En devenant la norme désormais dominante, l’individualisme s’est banalisé et les affirmations d’indépendance se multipliant se sont confondues « avec l’ordinaire ambiant ».
Banalité commune
« Chacun se croit irremplaçable », écrit Pascal Bruckner « et voit les autres comme une foule indistincte, mais cette croyance est immédiatement balayée par l’égale prétention de tous. […] Le dénouement de cette aventure, c’est que les hommes se ressemblent désormais dans leur manière de vouloir se distinguer » (5). Pour un peu, on entendrait résonner le mantra de Tyler Durden. Tocqueville ne déclarait pas autre chose dans De la démocratie en Amérique, observant le goût de ses contemporains pour la consommation et leur inquiétude au milieu du bien-être : « Ils ont détruit les privilèges de quelques-uns et rencontrent la concurrence de tous. » (6)

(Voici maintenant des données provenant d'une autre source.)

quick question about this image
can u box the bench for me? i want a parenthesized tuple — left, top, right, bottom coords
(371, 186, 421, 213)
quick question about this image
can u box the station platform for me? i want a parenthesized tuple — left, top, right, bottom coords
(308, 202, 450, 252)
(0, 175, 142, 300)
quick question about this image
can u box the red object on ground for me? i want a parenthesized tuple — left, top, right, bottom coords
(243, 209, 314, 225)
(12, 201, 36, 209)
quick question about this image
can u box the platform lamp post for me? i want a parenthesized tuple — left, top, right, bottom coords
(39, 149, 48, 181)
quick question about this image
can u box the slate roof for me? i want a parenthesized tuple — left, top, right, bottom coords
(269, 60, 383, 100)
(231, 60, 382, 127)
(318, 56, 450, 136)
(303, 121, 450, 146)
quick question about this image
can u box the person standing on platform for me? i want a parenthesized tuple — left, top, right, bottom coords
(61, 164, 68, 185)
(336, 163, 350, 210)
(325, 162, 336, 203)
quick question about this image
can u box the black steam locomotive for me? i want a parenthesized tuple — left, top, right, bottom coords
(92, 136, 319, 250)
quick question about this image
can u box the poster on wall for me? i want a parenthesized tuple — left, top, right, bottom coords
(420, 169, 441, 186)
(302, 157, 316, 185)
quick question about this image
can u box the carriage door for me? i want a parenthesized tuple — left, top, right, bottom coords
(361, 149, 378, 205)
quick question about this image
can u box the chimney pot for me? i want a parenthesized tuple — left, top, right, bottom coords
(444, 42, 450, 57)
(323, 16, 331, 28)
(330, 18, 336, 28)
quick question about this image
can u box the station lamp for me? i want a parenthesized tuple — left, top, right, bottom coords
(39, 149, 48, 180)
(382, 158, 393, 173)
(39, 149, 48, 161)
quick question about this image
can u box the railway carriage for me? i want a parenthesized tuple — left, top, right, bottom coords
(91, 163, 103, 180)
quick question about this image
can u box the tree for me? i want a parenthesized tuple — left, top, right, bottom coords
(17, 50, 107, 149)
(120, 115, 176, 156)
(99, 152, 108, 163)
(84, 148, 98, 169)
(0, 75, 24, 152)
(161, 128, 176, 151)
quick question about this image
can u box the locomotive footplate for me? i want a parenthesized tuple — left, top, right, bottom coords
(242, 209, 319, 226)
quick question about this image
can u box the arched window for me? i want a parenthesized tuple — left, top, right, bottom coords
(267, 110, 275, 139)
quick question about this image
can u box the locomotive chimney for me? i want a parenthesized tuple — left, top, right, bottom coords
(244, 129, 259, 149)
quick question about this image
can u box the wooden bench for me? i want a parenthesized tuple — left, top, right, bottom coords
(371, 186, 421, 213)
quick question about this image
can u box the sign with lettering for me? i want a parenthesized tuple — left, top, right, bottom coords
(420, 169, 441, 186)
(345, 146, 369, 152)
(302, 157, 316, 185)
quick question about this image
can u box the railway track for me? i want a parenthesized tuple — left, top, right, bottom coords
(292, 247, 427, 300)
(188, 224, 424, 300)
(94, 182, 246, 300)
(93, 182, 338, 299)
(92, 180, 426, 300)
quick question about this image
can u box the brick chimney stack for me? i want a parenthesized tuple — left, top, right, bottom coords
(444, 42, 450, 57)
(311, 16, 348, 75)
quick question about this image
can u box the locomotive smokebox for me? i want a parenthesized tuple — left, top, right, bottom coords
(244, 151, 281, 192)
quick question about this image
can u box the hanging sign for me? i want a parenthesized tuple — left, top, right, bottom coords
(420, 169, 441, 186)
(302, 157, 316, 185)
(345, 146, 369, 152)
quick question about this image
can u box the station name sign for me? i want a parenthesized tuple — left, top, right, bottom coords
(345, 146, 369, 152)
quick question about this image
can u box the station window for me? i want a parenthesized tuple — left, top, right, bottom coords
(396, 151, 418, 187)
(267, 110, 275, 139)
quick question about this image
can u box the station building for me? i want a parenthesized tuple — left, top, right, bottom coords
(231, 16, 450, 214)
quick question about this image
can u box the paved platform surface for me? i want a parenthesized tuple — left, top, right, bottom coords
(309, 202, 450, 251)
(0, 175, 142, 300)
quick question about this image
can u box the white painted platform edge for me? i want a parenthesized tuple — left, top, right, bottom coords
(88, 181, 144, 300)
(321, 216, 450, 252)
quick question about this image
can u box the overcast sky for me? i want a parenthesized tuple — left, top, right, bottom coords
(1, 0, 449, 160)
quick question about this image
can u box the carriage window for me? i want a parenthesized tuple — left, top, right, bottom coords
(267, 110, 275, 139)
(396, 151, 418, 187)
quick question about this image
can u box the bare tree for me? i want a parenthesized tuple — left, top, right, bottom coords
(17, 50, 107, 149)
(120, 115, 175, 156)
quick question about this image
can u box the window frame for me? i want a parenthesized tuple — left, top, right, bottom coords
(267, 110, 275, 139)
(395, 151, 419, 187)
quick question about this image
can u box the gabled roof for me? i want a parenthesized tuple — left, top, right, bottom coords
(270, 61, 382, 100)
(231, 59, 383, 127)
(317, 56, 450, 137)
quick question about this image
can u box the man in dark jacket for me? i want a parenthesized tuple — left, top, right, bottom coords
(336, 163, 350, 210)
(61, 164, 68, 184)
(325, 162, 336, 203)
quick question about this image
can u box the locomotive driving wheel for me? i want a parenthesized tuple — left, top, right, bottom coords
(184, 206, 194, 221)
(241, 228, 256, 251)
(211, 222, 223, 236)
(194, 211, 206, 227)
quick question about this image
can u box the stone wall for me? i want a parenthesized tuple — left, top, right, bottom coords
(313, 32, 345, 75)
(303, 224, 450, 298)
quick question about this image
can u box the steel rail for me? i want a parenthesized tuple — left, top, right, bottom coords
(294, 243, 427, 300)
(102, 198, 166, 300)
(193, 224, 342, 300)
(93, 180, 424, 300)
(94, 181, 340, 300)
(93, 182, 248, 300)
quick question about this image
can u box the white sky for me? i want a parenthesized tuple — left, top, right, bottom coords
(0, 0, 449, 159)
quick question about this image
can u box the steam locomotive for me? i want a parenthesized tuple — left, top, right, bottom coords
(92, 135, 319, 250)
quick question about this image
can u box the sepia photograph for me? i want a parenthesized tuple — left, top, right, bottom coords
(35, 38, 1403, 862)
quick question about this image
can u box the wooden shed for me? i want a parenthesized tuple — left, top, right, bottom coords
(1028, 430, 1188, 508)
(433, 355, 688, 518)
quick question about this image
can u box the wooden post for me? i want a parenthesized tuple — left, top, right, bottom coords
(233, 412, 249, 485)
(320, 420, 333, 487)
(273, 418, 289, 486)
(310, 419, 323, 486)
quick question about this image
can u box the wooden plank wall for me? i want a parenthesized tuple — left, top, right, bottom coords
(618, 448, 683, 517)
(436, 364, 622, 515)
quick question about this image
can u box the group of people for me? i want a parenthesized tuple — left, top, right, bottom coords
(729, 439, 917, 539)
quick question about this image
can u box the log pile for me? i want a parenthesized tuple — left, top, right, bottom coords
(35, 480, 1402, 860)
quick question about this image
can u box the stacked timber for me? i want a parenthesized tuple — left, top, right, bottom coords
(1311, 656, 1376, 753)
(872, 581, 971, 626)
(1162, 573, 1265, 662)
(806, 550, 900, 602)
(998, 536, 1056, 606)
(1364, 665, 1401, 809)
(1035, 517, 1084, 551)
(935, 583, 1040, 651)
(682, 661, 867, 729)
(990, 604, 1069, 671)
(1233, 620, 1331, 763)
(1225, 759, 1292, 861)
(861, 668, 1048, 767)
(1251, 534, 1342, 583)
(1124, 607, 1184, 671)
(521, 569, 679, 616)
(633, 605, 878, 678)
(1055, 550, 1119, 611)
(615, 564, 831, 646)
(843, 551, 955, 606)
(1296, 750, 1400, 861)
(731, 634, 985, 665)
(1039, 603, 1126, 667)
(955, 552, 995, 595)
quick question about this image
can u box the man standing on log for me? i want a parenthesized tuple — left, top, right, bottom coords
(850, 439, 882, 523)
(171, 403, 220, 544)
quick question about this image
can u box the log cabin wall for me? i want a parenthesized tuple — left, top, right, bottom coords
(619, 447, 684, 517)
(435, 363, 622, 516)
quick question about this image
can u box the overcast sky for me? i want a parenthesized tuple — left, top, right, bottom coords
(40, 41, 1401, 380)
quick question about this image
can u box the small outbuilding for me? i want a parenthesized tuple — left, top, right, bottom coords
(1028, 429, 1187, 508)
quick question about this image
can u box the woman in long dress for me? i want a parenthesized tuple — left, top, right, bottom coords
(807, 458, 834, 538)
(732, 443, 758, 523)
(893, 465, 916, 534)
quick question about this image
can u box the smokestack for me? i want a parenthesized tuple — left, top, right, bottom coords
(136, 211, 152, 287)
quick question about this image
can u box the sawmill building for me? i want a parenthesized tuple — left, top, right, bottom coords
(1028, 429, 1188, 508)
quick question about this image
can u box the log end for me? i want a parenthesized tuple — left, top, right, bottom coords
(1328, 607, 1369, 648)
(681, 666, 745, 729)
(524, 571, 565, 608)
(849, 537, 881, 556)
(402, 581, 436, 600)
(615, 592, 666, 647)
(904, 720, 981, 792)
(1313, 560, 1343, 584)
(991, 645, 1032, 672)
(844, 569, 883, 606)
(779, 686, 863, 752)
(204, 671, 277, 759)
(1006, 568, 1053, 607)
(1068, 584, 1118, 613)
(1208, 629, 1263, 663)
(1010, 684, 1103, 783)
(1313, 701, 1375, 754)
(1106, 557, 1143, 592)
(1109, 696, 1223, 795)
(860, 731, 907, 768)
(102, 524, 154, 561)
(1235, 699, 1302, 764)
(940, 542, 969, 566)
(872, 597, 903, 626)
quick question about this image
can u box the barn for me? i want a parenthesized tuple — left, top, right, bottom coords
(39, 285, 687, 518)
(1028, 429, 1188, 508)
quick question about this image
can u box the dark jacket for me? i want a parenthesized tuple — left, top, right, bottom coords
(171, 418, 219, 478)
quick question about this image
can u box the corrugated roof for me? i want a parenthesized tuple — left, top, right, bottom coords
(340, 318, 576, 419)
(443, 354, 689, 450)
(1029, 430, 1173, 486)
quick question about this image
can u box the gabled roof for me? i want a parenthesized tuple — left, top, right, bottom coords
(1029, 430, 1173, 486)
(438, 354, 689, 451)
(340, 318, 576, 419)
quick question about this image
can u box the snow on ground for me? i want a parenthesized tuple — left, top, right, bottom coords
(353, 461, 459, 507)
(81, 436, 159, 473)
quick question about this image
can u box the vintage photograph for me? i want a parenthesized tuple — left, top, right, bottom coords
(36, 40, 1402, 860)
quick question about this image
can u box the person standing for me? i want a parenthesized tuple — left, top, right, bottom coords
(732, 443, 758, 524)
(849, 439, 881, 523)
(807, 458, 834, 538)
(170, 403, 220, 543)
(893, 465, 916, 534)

Lorsque l’individualisme est « tout », nous voilà totalement conformistes, pensant échapper à la grégarité du troupeau à mesure que nous tentons de nous démarquer des autres par n’importe quel moyen. « Je ne suis pas comme les autres, je suis un flocon de neige », telle est la formule de l’homme du troupeau contemporain, incapable de déconnexion et qui ne craint rien de moins que l’indifférence des autres, l’invisibilité ou la transparence : car être soustrait au regard de l’autre, c’est là, selon l’expression de la psychanalyste Évelyne Kestemberg, demeurer un « pré-quelqu’un », c’est-à-dire, n’être rien pour personne et donc n’être personne pour soi-même. C’est pourquoi, pour mieux se distinguer, on se copie. On se réveille dans un sacre du présent permanent, le smartphone à la main, en pensant être unique comme un flocon de neige… et l’on se couche en se découvrant banal et ordinaire.
(1) Claire Fox, I find that offensive, Provocations Series, 2017.
(2) Christian Holub, « Chuck Palahniuk on accidentally inspiring the “snowflake” insult », in Entertainment Weekly Magazine, November 17, 2017.
(3) Gilles Lipovetsky, L’Ère du vide, Paris, Gallimard, 1983.
(4) Pascal Bruckner, La Tentation de l’innocence, en particulier les chapitres « Infantilisme et victimisation » et « Syndrome du clone », Paris, Grasset et Fasquelle, 1995.
(5) Op. cit., p. 38.
(6) Alexis de Tocqueville, De la démocratie en Amérique, Paris, Pagnerre, 1848, tome 3, partie 2, chapitre 13, p. 277.